The number of homes listed officially on the market, while still at historically high levels, might be only the tip of the iceberg," said Stan Humphries, chief economist at real estate website Zillow.com in Seattle, Washington. According to Zillow's latest Homeowner Confidence Survey, 12 percent of homeowners said they would be "very likely" to put their home on the market in the next 12 months if they saw signs of a real estate market turnaround, 8 percent said "likely," while 12 percent said "somewhat likely." Survey results could translate into around 20 million homeowners trying to sell their homes, a startling number given that the Census bureau indicates there are 93 million U.S. houses, condos and co-ops, Humphries said.
According to the National Association of Realtors, the market is currently on track to sell 4.89 million homes annually.

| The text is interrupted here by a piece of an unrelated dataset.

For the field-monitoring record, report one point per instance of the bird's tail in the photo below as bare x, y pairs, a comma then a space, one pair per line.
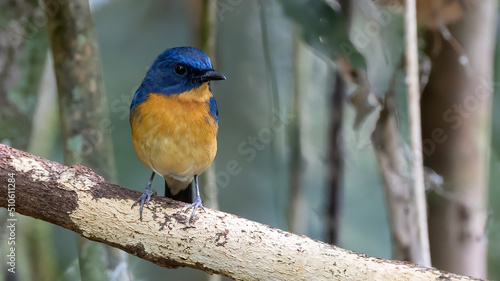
187, 195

"At this pace, it would take about four years to run through this amount of backlogged inventory," he said. "Shadow inventory has the potential to give us another leg down on home prices during the second half of the year," said Steven Wood, chief economist at Insight Economics in Danville, California. (Diana Olick, "Shadow inventory lurks over US housing recovery" CNBC)

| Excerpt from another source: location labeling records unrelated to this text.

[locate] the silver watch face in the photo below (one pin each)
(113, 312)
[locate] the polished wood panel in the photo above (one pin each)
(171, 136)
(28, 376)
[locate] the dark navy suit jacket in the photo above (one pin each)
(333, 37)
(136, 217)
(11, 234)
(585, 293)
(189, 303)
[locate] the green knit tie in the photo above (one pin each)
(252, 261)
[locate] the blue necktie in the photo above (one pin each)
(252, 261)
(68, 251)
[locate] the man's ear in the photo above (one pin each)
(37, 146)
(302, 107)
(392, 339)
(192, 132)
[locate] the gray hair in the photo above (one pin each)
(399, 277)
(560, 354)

The consumer is not going tolead us out of this mess.
As with most industries, housing is a mosaic of variable and its health cannot be measured by, say, one variable that happens to measure unit sales. They have been improving but not for the reasons most think.
It is estimated 24% to 32% of homeowners are underwater and, despite moderating beahvior in the case Schiller index, most believe as the author suggests that this will quickly move to 50%. This is enornmously significant because negative equity is the leading driver behind foreclosures.
Even if put aside resets and continued deterioration in labor markets, one could make a case that foreclosures might double should the number of homeowners under water do the same thing. Clearly, this would put further downward pressure on the market.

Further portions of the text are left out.